Hi, my name is Jauncy, and I am a recovering alcoholic. I have been in recovery for five years and counting. Before accepting Christ, I had to keep moving forward with my head held high with positivity. That is what I wanted people to see, but on the inside, I felt defeated, broken, forgotten, lost and not good enough for anything or anyone.

I reached rock bottom when they took my children from me and out of my care. The kids are my everything, and they have always been with me. I asked the court immediately, “What do I have to do, because I’ll do it?” They let me spend some time with them and say goodbye after we dropped them off at the house of a friend who was approved by Oklahoma Human Services. I stayed the night with a sober friend. They were truly worried that I would drink myself to death if I was not in a safe place before placement that night. After that night, I went into detox and then got into a six-month detox center called Jordan’s Crossing. While there, I got to see my babies every weekend and truly got to focus on helping myself with actual self-care assistance.

Once I got into The Vine, a ministry of Oklahoma Baptist Homes for Children (OBHC), I was again awarded full custody. OBHC helped instill in me how to function and live life without drinking. I literally had not lived that way since I was 15 years old.

It was amazing! Now my kids get the best version of me, which they have always deserved!

I am their voice of advocation all day, every day. Without a doubt, this all happened because of God. He knew what I was capable of and how to break me to get me back on the right path for the kids and myself. He knew exactly what to do to help me be the best I could be.

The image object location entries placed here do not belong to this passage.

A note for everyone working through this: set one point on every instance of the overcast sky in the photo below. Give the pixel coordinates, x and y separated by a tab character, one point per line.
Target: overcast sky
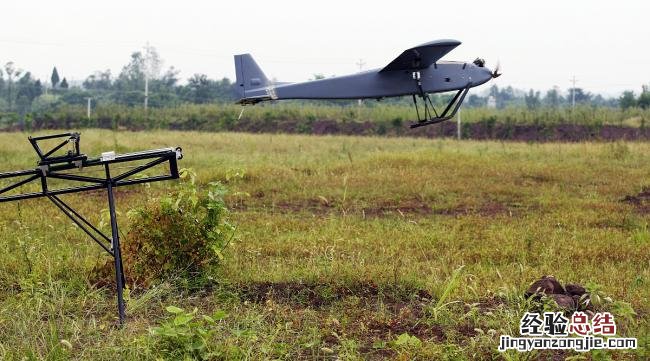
540	44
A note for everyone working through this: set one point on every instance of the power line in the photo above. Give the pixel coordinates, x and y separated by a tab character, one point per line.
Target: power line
360	64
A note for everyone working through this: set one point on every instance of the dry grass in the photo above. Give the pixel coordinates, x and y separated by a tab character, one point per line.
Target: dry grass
343	244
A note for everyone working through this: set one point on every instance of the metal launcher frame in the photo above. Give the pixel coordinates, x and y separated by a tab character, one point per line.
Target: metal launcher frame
52	166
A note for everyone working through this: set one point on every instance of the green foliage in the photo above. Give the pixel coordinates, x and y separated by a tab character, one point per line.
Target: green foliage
54	78
186	334
181	235
406	341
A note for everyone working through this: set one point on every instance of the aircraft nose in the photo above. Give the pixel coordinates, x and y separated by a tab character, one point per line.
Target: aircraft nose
483	75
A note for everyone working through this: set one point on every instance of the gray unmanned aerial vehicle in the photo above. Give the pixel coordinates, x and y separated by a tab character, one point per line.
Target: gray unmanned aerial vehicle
416	72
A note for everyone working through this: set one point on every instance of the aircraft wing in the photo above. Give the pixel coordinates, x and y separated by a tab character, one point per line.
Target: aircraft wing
421	56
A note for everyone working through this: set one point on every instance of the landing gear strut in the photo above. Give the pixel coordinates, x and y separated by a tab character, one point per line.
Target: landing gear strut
429	118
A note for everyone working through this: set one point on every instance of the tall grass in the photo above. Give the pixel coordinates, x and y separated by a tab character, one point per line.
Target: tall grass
218	117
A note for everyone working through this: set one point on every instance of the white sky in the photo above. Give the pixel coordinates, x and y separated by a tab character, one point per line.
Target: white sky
539	43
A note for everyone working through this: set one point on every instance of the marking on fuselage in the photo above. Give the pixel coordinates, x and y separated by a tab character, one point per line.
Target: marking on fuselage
270	91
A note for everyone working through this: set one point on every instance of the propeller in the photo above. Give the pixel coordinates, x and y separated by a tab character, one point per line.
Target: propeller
495	73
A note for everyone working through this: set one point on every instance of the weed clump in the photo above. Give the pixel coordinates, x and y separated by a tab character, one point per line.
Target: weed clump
181	235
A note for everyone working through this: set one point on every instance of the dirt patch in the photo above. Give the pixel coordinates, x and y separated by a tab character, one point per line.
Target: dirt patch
322	294
641	201
411	206
382	208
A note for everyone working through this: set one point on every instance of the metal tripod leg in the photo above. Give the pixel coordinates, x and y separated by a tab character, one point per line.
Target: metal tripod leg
117	255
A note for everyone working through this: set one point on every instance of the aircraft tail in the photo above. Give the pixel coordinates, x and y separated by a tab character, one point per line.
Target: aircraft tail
249	75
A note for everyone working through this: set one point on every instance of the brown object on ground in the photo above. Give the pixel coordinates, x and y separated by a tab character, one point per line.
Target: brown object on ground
574	289
640	201
563	301
546	285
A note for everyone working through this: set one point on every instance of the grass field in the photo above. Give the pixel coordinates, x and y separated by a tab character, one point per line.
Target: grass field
346	248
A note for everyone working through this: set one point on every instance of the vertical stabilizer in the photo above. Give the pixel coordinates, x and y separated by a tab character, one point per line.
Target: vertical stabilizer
249	75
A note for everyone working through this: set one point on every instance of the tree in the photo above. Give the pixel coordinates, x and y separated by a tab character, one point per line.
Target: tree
532	99
580	95
11	71
55	77
552	98
99	81
627	100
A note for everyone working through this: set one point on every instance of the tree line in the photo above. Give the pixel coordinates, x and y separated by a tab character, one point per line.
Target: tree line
142	80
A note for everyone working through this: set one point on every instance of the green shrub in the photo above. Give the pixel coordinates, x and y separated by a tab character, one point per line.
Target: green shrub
185	335
180	235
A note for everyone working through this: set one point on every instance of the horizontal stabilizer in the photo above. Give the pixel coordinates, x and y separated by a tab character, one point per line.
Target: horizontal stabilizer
421	56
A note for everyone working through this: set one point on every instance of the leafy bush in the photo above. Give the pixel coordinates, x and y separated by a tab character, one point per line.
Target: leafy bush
179	235
186	335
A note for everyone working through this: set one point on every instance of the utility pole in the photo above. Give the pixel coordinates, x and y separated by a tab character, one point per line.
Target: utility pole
146	92
458	127
147	69
89	99
360	64
573	92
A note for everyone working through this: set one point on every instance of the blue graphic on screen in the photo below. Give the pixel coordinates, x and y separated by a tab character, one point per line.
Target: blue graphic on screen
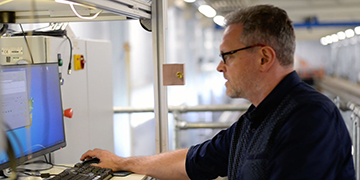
32	109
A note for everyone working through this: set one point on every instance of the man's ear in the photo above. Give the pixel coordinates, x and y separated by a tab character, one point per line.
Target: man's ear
268	57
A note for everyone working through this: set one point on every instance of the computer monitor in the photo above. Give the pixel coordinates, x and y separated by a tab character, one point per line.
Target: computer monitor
31	110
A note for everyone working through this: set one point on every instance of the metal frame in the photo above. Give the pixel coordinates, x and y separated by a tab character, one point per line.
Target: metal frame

My father here on earth planted the seed of Christ in me when I was very young when he would take us kids to church. I followed through accepting Christ as my Lord and Savior and surrendered my all to him in 2019. I finally figured out that I could not live this life without him and without his love and grace. I will always continue taking in everyday as one day at a time walking in God’s path the way he wants me to live! I will let his light shine that he has instilled in me. I give all my trust in the Lord, and with that I know things will be okay!

Prayer Requests

The kids’ fathers will be released soon from prison. They both have been there for almost 10 consecutive years. Please pray for a safe transition for them, the kids and me. I have not had to share my kids with anyone since OHS and before their dads got incarcerated. Please pray that they stay on the right path, stay in the Word of God and that they are good role models to the kids.